Very true..... Didn't think it would take me two weeks to change the accound my direct debit came from though


----------



## DeskSitter (Jan 28, 2013)

ableton said:


> Very true..... Didn't think it would take me two weeks to change the accound my direct debit came from though


You been charged for a month you don't want ?


----------



## ableton (May 24, 2013)

DeskSitter said:


> You been charged for a month you don't want ?


No. Changed banks and wanted my direct debit to come from my new accound. But they "Couldn't do it". It took them two weeks.

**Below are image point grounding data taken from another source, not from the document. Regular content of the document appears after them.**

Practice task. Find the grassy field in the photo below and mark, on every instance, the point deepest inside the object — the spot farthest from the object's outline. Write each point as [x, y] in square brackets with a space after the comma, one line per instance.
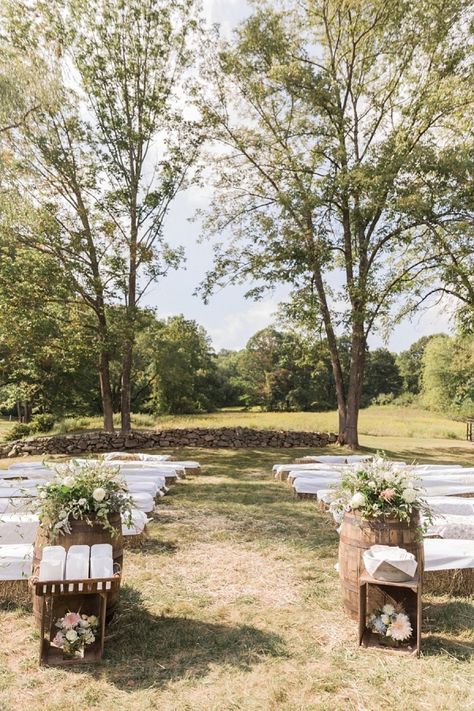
[233, 605]
[375, 421]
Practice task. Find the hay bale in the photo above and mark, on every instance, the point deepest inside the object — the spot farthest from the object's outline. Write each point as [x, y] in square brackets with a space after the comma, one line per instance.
[136, 541]
[459, 581]
[299, 495]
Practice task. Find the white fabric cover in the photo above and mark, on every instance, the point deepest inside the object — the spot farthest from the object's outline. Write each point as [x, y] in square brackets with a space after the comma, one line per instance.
[325, 495]
[113, 456]
[284, 468]
[145, 487]
[16, 505]
[310, 486]
[330, 476]
[139, 521]
[157, 479]
[7, 492]
[27, 465]
[452, 526]
[447, 489]
[14, 474]
[16, 561]
[22, 483]
[143, 502]
[456, 505]
[447, 554]
[18, 528]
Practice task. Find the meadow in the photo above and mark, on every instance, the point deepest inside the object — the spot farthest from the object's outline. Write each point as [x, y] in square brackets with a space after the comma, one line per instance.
[233, 604]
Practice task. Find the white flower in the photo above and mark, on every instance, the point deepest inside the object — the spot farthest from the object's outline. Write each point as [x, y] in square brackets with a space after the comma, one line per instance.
[98, 494]
[357, 500]
[409, 495]
[400, 628]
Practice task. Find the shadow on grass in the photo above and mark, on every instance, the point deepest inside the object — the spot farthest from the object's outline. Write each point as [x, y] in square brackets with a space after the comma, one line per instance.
[444, 624]
[255, 509]
[143, 650]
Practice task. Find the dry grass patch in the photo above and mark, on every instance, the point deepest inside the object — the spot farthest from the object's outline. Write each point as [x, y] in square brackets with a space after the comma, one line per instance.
[233, 605]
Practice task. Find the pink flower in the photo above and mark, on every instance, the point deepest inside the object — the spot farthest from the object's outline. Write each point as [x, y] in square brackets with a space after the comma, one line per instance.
[71, 619]
[59, 639]
[387, 494]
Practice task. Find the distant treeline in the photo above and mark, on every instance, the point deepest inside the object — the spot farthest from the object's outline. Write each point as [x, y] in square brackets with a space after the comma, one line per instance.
[176, 370]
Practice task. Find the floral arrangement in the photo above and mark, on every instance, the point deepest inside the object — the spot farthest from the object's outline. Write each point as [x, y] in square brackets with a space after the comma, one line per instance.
[76, 631]
[88, 493]
[379, 488]
[391, 624]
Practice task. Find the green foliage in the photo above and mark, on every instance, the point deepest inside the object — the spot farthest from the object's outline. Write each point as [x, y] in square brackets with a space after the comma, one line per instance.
[329, 114]
[448, 375]
[410, 365]
[42, 423]
[183, 367]
[88, 493]
[18, 431]
[382, 376]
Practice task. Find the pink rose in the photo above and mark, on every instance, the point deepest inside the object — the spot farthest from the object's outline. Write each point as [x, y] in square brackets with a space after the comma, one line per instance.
[71, 619]
[59, 639]
[387, 494]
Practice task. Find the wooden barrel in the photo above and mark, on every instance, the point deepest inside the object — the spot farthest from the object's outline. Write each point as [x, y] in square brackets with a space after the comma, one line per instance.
[82, 534]
[357, 535]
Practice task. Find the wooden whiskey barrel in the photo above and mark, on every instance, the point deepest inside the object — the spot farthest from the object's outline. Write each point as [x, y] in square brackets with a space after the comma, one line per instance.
[357, 535]
[82, 534]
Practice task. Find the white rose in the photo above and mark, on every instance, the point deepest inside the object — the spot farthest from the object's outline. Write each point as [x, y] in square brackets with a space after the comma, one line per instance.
[357, 500]
[99, 494]
[409, 495]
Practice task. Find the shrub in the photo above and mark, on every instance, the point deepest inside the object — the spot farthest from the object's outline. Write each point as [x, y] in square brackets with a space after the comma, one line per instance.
[42, 423]
[18, 431]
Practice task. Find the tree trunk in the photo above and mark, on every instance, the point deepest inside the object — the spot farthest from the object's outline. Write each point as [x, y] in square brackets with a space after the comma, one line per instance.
[104, 374]
[106, 391]
[126, 420]
[334, 354]
[356, 375]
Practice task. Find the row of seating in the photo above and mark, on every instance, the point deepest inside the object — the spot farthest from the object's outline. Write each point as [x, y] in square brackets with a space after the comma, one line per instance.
[148, 478]
[449, 542]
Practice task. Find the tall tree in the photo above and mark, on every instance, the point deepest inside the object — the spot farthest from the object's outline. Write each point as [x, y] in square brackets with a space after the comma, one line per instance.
[325, 112]
[114, 152]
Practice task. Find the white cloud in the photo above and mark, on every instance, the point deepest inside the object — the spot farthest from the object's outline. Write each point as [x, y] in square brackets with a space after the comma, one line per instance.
[237, 327]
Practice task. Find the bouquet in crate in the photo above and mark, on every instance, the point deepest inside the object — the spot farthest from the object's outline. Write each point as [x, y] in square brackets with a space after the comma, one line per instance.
[88, 493]
[379, 488]
[392, 625]
[75, 632]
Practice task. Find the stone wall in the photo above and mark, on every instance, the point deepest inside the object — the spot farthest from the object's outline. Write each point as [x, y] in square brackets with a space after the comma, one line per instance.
[228, 437]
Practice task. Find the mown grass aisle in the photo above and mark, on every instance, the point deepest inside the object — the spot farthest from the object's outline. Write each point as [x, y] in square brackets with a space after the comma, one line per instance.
[233, 603]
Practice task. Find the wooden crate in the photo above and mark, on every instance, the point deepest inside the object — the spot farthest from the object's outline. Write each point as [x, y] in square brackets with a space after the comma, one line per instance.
[58, 597]
[374, 594]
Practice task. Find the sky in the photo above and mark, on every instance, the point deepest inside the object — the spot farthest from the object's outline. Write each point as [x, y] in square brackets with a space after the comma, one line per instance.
[229, 318]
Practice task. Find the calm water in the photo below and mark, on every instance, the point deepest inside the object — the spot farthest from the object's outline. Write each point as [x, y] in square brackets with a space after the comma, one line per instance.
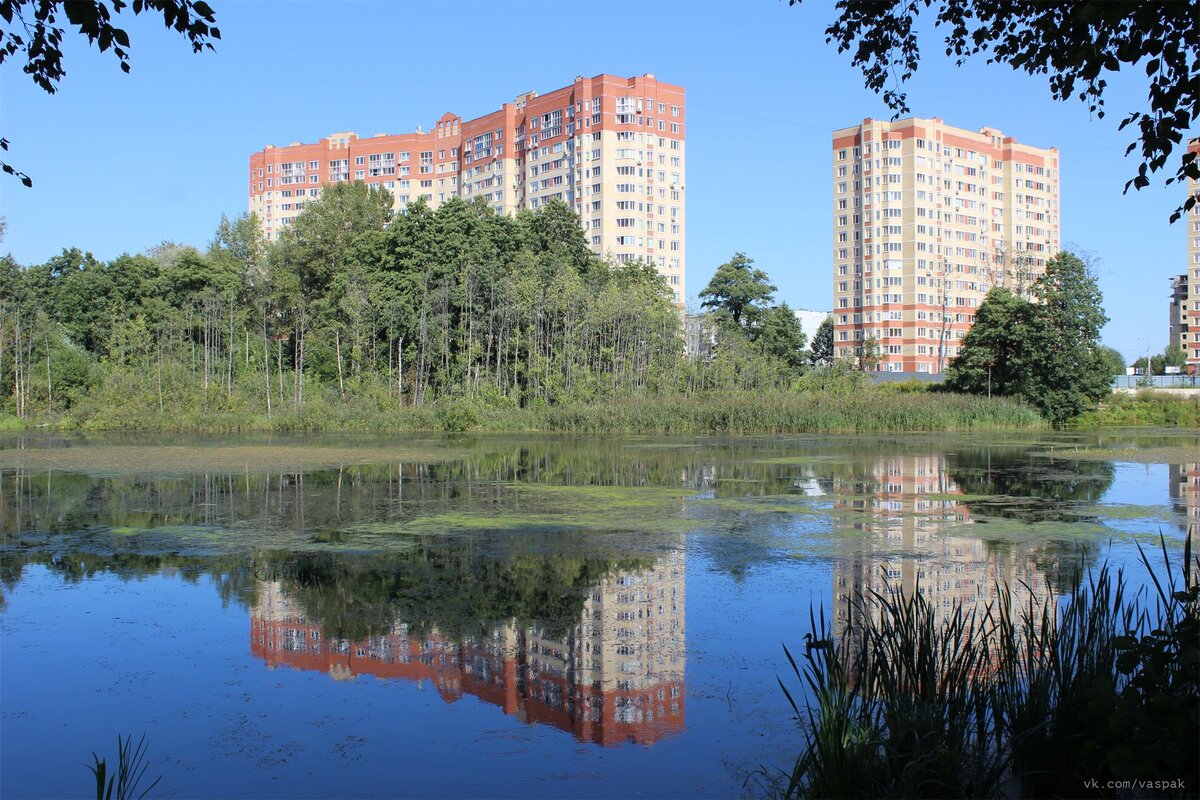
[497, 615]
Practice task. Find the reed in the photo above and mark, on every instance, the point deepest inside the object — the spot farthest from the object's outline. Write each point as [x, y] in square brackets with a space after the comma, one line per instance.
[131, 769]
[1006, 701]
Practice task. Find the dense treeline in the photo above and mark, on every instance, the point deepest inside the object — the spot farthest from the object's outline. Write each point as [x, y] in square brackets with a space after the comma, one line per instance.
[355, 306]
[450, 319]
[455, 301]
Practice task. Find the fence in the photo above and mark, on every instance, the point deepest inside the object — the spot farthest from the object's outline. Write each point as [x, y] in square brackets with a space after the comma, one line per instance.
[1156, 382]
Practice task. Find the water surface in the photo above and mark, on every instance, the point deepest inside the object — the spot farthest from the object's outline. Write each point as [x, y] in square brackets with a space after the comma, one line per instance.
[502, 615]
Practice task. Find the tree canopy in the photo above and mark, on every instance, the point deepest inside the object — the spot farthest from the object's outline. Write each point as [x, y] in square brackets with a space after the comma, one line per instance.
[1045, 352]
[1075, 44]
[34, 30]
[739, 298]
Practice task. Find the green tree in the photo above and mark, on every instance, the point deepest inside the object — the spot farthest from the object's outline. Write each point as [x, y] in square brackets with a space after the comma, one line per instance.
[33, 29]
[1074, 43]
[994, 356]
[738, 293]
[1068, 371]
[1047, 352]
[1116, 362]
[821, 350]
[781, 336]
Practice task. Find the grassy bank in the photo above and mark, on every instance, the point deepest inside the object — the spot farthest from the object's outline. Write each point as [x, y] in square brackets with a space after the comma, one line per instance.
[732, 413]
[1029, 698]
[1146, 408]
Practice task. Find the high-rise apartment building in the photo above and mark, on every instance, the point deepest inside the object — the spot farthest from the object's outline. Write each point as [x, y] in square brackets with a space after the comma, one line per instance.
[928, 218]
[1191, 312]
[1177, 313]
[611, 148]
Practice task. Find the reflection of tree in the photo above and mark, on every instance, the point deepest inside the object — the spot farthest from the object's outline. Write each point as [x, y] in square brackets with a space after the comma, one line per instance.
[453, 589]
[1014, 483]
[232, 575]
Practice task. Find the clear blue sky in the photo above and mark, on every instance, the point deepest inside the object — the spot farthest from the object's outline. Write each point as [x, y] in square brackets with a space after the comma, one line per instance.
[121, 162]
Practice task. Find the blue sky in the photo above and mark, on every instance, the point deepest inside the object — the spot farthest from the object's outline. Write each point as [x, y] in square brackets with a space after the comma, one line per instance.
[121, 162]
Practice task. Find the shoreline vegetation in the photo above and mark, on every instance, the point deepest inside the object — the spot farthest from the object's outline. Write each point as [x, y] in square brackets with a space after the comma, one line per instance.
[864, 410]
[826, 402]
[460, 319]
[1030, 696]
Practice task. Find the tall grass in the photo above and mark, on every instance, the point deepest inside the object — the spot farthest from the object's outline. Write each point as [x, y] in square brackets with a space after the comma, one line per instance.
[726, 413]
[1152, 408]
[131, 770]
[1030, 701]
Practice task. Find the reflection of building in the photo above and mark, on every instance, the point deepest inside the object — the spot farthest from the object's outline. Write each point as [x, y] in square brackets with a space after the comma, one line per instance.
[906, 506]
[616, 675]
[1186, 491]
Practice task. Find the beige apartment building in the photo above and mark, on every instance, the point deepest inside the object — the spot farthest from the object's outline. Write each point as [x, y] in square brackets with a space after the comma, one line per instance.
[1189, 310]
[611, 148]
[928, 218]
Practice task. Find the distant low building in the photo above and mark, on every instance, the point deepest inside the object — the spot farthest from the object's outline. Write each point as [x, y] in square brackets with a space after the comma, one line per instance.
[810, 320]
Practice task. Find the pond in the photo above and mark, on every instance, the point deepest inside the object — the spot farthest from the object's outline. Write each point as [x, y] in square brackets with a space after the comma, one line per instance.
[501, 615]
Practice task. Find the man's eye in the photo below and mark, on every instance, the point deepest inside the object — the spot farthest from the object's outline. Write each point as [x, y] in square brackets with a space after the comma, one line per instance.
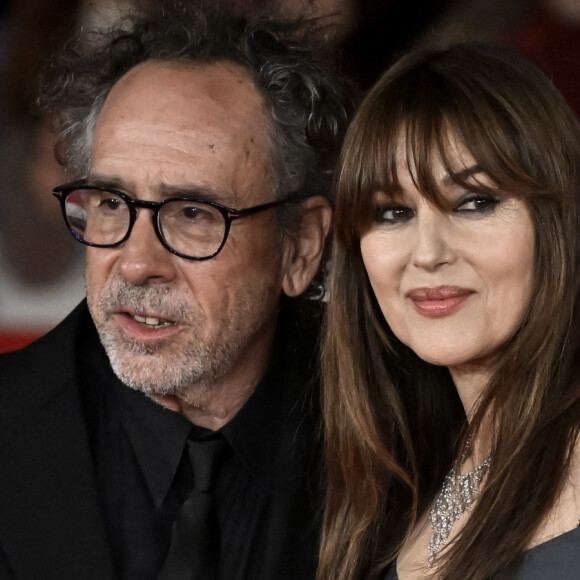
[195, 213]
[477, 203]
[110, 203]
[392, 214]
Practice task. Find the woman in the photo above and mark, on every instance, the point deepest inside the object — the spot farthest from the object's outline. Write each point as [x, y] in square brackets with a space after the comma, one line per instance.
[455, 273]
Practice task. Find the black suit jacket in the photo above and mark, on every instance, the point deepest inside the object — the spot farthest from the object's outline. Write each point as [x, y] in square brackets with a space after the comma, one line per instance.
[51, 526]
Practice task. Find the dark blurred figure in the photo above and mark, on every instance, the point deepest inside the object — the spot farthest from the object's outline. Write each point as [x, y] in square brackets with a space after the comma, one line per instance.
[40, 269]
[365, 35]
[550, 37]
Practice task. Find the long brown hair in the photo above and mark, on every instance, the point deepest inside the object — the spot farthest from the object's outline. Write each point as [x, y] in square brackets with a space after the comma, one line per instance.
[391, 427]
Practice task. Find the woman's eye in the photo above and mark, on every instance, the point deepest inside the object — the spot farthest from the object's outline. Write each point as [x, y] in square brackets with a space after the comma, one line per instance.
[477, 203]
[391, 215]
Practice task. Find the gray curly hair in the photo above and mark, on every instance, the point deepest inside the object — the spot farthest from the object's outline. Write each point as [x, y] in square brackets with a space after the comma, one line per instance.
[309, 103]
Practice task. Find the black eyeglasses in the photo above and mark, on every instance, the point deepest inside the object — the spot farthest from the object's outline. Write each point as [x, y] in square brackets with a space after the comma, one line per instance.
[189, 228]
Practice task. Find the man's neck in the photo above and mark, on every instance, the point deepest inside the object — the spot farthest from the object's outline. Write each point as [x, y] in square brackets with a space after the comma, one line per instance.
[213, 411]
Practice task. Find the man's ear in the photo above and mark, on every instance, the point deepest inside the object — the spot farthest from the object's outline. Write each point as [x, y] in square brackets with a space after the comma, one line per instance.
[303, 250]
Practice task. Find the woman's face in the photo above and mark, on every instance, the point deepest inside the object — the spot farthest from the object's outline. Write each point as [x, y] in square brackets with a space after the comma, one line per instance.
[452, 283]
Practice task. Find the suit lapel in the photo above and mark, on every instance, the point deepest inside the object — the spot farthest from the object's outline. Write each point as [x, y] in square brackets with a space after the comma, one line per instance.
[51, 525]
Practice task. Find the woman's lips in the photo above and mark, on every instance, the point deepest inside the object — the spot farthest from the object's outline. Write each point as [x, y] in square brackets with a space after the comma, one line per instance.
[438, 301]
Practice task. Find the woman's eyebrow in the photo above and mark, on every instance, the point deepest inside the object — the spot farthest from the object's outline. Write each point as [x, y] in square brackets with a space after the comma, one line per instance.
[462, 175]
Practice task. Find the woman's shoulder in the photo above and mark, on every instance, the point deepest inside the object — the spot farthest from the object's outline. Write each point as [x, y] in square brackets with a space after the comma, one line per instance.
[556, 558]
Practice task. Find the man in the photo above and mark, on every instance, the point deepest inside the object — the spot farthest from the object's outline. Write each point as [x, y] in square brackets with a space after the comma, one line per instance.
[200, 148]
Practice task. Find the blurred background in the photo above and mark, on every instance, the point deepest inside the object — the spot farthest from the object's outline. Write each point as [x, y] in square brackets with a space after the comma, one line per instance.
[41, 266]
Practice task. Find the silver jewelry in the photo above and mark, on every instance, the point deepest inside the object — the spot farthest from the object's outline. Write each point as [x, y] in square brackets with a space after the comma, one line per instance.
[456, 496]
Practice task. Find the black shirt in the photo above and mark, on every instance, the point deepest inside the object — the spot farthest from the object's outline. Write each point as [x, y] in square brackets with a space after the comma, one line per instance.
[144, 476]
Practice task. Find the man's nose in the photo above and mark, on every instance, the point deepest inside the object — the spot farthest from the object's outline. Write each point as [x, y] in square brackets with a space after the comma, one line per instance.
[143, 258]
[433, 246]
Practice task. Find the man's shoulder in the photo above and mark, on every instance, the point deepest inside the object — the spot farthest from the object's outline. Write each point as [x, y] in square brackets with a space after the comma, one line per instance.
[48, 360]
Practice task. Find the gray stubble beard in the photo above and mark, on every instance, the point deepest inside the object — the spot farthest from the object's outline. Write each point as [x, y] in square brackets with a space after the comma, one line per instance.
[169, 367]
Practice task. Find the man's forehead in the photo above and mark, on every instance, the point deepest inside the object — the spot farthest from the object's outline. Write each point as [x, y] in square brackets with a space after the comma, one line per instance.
[175, 123]
[223, 85]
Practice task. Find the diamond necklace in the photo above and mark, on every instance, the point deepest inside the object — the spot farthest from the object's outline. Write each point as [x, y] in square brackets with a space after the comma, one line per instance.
[456, 496]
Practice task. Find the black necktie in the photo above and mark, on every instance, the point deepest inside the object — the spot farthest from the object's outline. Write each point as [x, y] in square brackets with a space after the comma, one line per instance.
[194, 549]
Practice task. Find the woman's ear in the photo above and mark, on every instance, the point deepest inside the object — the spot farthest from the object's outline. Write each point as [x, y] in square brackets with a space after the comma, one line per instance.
[304, 249]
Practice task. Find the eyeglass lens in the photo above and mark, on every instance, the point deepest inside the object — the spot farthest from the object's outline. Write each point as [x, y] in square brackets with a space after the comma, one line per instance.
[102, 218]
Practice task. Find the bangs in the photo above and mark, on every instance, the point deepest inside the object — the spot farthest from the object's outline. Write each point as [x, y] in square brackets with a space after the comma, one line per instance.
[417, 116]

Then they suspended my membership because they said someone else used my pin, went in to have a look at the cctv. And the person that used my pin was me!  Didn't even get an apology


----------



## Majestic121 (Aug 16, 2011)

barsnack said:


> was a member of the one in Liverpool until 6months ago, never really noticed anyone who worked there, and if I did, they never seemed to be doing anything other than talking amongst themselves


+1.. they just mess about amoungst themselves



blitz2163 said:


> What sort of customer service are you expecting in that sort of gym for the price you pay?


like this:


----------



## J1mmyc (Mar 25, 2012)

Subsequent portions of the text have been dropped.